Peut-on vivre toute sa vie dans la colère, dans le rejet du politique ? Pour le philosophe René Girard, l’alternative est simple : « Ou bien nous nous aimons les uns les autres, ou bien nous mourrons tous de notre violence exacerbée. » De nos jours les réseaux sociaux sont centraux dans la révolte. Internet devient le foyer de la colère. La contestation devient planétaire, féroce mais amène-t-elle du changement dans nos vies ? Nos sociétés sont touchées par une crise de légitimité politique. Pour le père Pedro (1), il est temps de s’insurger car dans le mot « insurrection » il y a le mot « résurrection ».
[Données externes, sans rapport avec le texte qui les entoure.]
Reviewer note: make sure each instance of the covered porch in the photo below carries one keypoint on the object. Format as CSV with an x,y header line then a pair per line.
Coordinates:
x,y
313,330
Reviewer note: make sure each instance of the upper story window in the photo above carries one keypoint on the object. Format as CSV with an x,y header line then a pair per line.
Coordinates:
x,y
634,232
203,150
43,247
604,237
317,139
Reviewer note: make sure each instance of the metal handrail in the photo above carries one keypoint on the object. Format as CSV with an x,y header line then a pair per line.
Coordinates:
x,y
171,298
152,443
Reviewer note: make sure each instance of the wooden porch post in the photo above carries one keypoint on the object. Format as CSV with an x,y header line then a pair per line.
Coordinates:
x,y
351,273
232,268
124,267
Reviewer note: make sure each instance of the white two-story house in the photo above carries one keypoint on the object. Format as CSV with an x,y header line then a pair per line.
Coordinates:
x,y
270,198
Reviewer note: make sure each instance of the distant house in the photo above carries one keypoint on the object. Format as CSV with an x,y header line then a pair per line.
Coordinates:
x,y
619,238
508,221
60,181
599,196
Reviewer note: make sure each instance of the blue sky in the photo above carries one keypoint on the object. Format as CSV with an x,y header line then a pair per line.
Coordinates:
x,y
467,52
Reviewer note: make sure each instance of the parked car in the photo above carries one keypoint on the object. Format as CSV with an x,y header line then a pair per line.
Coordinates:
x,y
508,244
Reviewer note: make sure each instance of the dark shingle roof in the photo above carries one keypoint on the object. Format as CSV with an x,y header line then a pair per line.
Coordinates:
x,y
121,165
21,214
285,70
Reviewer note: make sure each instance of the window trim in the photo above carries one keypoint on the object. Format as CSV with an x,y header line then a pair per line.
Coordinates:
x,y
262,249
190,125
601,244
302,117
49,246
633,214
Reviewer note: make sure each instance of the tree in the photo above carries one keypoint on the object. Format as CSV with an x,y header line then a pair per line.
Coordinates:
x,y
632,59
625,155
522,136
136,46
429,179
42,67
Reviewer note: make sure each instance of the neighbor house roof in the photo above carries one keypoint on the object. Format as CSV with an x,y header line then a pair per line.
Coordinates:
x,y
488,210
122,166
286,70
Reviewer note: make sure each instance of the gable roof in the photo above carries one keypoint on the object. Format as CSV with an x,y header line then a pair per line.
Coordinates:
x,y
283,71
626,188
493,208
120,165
Attention, il ne s’agit pas de reprendre la Bastille et de couper la tête des rois, mais d’utiliser les armes du coeur : celles de l’amour et du pardon. Il faut canaliser cette émotion colérique pour en produire du fruit, comme Martine qui offre de son temps de retraitée pour aider ses voisines à récupérer leurs enfants à la sortie de l’école ; de toutes ces personnes qui dans l’Oise aussi bien à Creil, Chantilly, Compiègne, Senlis, Clermont, Beauvais… accueillent des réfugiés syriens et les accompagnent dans les multiples démarches ; comme Charlotte qui sauve les fruits et légumes retoqués tout en proposant un chemin de réinsertion ; les paroisses qui ouvrent des tables chaque semaine… Aucun doute, vous pouvez multiplier les exemples.

Méfions-nous de la colère, il ne faudrait pas qu’elle nous rende indifférent aux autres. Au contraire, elle doit réveiller nos consciences.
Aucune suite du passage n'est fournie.